We are also focused on getting the basics right – from emptying bins to maintaining parks, libraries, leisure facilities and roads, while improving options for walking and cycling. 

Sound financial management has left us in better shape than some local authorities but we are still having to make significant cuts.  

It is planned to use around £16m a year of our reserves – which cannot be used simply to plug the funding gap - to smooth the impacts of savings by providing temporary support to enable longer-term savings to be delivered. The scale of savings being proposed over the next three years – relative to the size of our revenue budget (c.£690million a year) - is not as large as elsewhere.  

However, a budget gap of £37m remains for 2024/25 and work is starting on the difficult decisions we are going to need to make for the budget in that year. 


Proposed savings 

Officers have so far identified a range of proposed savings totalling £42.3million over the next three years, 2023/24 to 2025/26. Further savings, which will be the subject of future consultation, will need to be brought forward to address the full shortfall. 

As far as possible, these are designed to protect the delivery of council priorities and consist mostly of efficiency savings and income-generation measures, with service reductions only as a last resort. Further details of proposed savings can be found at www.manchester.gov.uk/budget 

The consultation runs until 7 January 2023. 

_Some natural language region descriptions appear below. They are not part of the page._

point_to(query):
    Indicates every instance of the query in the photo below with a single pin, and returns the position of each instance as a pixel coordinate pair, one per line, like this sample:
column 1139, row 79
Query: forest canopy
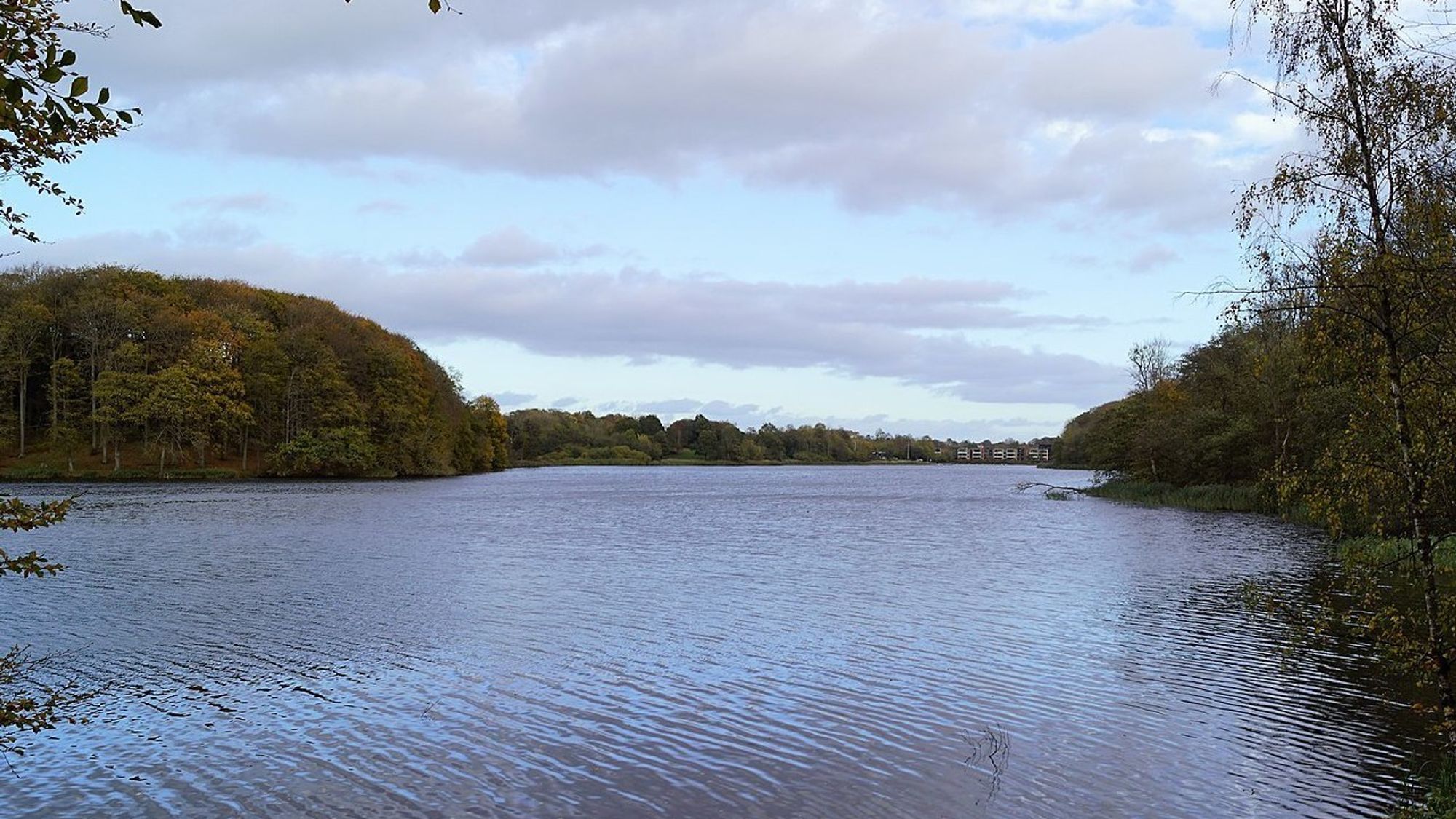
column 119, row 371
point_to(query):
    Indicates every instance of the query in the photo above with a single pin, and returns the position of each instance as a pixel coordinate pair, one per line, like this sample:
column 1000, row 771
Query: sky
column 946, row 218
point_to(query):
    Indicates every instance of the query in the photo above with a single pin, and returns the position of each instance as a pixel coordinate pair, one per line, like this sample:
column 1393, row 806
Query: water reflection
column 691, row 641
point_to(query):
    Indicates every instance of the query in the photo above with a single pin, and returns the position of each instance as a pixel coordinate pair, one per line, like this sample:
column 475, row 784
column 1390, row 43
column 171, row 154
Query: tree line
column 116, row 369
column 557, row 436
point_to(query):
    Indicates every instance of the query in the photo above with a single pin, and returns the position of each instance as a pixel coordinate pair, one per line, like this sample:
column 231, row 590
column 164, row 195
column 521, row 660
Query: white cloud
column 917, row 331
column 886, row 111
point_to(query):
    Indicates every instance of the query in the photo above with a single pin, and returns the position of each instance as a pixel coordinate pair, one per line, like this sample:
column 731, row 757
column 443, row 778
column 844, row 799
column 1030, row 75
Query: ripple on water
column 688, row 641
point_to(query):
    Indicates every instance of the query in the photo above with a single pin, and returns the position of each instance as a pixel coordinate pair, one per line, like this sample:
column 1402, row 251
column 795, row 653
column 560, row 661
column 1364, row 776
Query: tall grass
column 1214, row 497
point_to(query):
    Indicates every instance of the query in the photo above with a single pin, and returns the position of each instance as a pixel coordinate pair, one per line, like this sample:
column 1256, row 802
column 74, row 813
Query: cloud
column 918, row 331
column 885, row 108
column 512, row 247
column 1152, row 258
column 234, row 203
column 385, row 207
column 513, row 400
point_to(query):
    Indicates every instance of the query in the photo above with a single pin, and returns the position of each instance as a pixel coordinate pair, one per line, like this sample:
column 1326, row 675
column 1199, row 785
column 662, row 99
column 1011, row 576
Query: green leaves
column 141, row 17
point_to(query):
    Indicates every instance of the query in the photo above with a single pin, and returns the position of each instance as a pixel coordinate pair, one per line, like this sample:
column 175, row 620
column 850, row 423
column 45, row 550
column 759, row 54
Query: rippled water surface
column 598, row 641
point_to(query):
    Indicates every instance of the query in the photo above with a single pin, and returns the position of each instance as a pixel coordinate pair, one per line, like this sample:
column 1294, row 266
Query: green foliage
column 330, row 452
column 47, row 108
column 1438, row 800
column 189, row 372
column 1216, row 497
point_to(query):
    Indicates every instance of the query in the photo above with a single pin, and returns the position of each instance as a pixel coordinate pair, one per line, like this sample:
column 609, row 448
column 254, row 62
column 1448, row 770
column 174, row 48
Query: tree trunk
column 24, row 378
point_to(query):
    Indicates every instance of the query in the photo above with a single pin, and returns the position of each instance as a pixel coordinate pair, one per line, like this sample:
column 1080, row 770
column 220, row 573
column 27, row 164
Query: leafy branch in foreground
column 34, row 695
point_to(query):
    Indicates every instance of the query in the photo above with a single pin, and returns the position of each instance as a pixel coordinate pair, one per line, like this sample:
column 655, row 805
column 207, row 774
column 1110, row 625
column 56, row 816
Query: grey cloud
column 885, row 113
column 513, row 398
column 1152, row 258
column 218, row 232
column 234, row 203
column 915, row 331
column 1120, row 71
column 751, row 416
column 382, row 207
column 512, row 247
column 672, row 407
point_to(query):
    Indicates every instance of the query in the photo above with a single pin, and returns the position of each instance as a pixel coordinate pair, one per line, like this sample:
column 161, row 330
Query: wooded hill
column 116, row 371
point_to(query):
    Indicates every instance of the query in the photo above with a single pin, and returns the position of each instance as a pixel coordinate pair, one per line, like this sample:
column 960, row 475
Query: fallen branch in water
column 1051, row 491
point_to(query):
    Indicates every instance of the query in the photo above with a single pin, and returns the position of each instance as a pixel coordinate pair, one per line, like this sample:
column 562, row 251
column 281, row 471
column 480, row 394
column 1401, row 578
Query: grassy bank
column 47, row 474
column 1214, row 497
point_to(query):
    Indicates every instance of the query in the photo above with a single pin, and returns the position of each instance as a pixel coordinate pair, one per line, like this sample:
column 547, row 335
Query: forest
column 119, row 372
column 539, row 438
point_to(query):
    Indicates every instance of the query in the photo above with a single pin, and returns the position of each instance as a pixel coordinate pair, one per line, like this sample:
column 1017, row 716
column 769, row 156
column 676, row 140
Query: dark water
column 781, row 641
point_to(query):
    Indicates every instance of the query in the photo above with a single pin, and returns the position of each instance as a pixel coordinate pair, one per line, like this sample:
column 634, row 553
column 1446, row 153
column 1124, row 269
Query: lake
column 689, row 641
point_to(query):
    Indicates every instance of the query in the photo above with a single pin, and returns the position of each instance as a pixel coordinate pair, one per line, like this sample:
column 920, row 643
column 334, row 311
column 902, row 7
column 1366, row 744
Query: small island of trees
column 117, row 372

Councillor Rabnawaz Akbar, Executive Member for Finance, said:

“Every budget since 2010 has been a difficult balancing act and this one is no different. We have to ensure we are delivering on Manchester people’s priorities and supporting those who are most vulnerable while coping with reduced Government funding and increasing pressures such as inflation which the funding we receive has not kept pace with. We are also very conscious of the cost of living crisis and providing the right targeted support to those who are struggling the most.  


“People’s views and a refreshed understanding of their priorities will help us ensure we get that balance right.”  


Council Leader Cllr Bev Craig said:

"Over the last 12 years we have had to make £428m of savings to cope with Government funding cuts and unavoidable cost pressures such as inflation and a growing population. Even if we'd had only the average council funding cut we would be £77m a year better off. Despite this we have prioritised the services which Manchester people have told us are the most important.  


"Long term planning and this clear focus on residents' priorities has enabled us to navigate our way through successive challenging budgets while still moving the city forwards and protecting the most vulnerable.  The latest budget will be no exception.”